Beyond Free Lunch—Alternative Poverty Measures in Educational Research and Program Evaluation
Abstract
Most education studies use a simple and convenient measure of poverty: the percentage of children eligible for free/reduced-price lunch. Although this measure provides the proportion of children coming from disadvantaged backgrounds, it does not capture all dimensions of poverty, such as neighborhood effects.

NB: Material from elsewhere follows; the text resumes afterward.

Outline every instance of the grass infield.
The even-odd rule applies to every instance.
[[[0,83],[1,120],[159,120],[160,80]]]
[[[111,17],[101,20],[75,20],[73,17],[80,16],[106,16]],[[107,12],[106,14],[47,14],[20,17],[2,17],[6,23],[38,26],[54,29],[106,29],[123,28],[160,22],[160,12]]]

In the context of a large-scale evaluation, we examine alternative, neighborhood-based measures for poverty (the Dissimilarity Index, the Isolation Index, the poverty level of the school neighborhood, and the percentage of single-parent households with children in the school neighborhood). We investigate the relationship between these indices and the free/reduced-price lunch measure, and then explore the alternative poverty measures’ relationship to student achievement by including them as covariates in multilevel regression models. According to our results, school neighborhoods’ poverty levels, percentage of single-parent families, and degree of poverty concentration as measured by the Isolation Index are significantly related to student achievement; however, another measure of concentrated poverty, the Dissimilarity Index, is not. In addition, we found separate neighborhood effects for 2000–2001 student achievement, hence confirming results from earlier studies that connect neighborhood effects to educational outcomes (Datcher, 1982; Dornbusch, Ritter, & Steinberg, 1991; Aaronson, 1998).